The work of Kaari Upson was always profoundly concerned with the body, its interactions with the psyche, as well as its relation to other bodies both real and imagined.
Limbs, eyes, lips, hands, feet and braids populate her sculptures, paintings and drawings, pulling viewers into their complex webs of form and narrative. Even in Upson’s abstractions, folds and orifices abound. Body as Landscape, whose title comes from a phrase found in one of the artist’s drawings, offers an in-depth look at Upson’s multilayered, kaleidoscopic works on paper, alongside one of her celebrated “mother’s leg” sculptural installations, which have never previously been shown in the US.
Two masterworks anchor the exhibition. The room-sized installation eleven (2020) comprises a forest of suspended tree limbs; all eleven are cast from the tree outside the artist’s childhood home, melded with enlarged casts of her knee. Visible termite trails take on the look of arteries and veins, and the legs’ scale miniaturizes the viewer, as if they were returning to a child’s size – modeled by the artist herself in this portrait shot in 2019. These hybrid objects, whose colors range from earth- and skin-tones to radiant hues, display the importance for Upson of the casting process, which imprints not only physical surfaces, but psychic and emotional histories as well.
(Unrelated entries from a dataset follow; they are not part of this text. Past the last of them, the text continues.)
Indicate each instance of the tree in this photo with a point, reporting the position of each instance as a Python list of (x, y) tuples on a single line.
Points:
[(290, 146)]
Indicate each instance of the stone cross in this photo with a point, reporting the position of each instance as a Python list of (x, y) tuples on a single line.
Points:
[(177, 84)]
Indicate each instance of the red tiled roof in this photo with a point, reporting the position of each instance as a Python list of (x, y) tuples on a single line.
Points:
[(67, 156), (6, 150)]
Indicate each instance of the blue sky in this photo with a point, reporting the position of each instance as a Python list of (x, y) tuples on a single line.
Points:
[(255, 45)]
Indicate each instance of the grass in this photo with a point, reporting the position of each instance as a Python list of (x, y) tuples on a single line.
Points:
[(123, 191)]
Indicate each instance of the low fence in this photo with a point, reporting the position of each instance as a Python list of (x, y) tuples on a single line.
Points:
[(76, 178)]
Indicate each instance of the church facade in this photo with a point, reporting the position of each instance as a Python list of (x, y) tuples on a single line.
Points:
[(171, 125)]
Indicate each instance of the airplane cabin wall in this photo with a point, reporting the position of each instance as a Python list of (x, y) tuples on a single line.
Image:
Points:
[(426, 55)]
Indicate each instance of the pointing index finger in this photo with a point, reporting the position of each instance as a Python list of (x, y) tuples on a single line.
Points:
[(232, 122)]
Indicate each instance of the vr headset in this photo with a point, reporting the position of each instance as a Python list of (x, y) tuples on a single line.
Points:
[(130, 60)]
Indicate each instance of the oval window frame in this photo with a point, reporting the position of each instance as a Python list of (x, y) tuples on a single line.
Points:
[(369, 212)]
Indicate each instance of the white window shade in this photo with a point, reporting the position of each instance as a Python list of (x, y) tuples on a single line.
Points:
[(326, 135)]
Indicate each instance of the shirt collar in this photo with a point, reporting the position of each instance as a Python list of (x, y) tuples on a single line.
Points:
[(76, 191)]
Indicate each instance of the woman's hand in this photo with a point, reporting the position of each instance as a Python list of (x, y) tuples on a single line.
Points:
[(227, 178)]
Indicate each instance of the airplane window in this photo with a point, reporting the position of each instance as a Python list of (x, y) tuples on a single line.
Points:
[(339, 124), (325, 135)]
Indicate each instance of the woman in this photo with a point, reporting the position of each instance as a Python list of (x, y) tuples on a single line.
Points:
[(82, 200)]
The second monumental work on view, Untitled (2015–21), is the largest and most ambitious drawing the artist ever produced. Upson’s drawing style was unique, filled with seemingly innumerable layers of bodily presences and texts rife with psychological exploration – all sourced from past artworks and readings, as well as the artist’s own writings and studies for future projects.
[ . . . ]
Despite expounding on loss, trauma and other emotional breaking points, humor also filters throughout the artist’s drawings – a knowing acknowledgment, and respite, from the melodrama of her visual and textual interplay.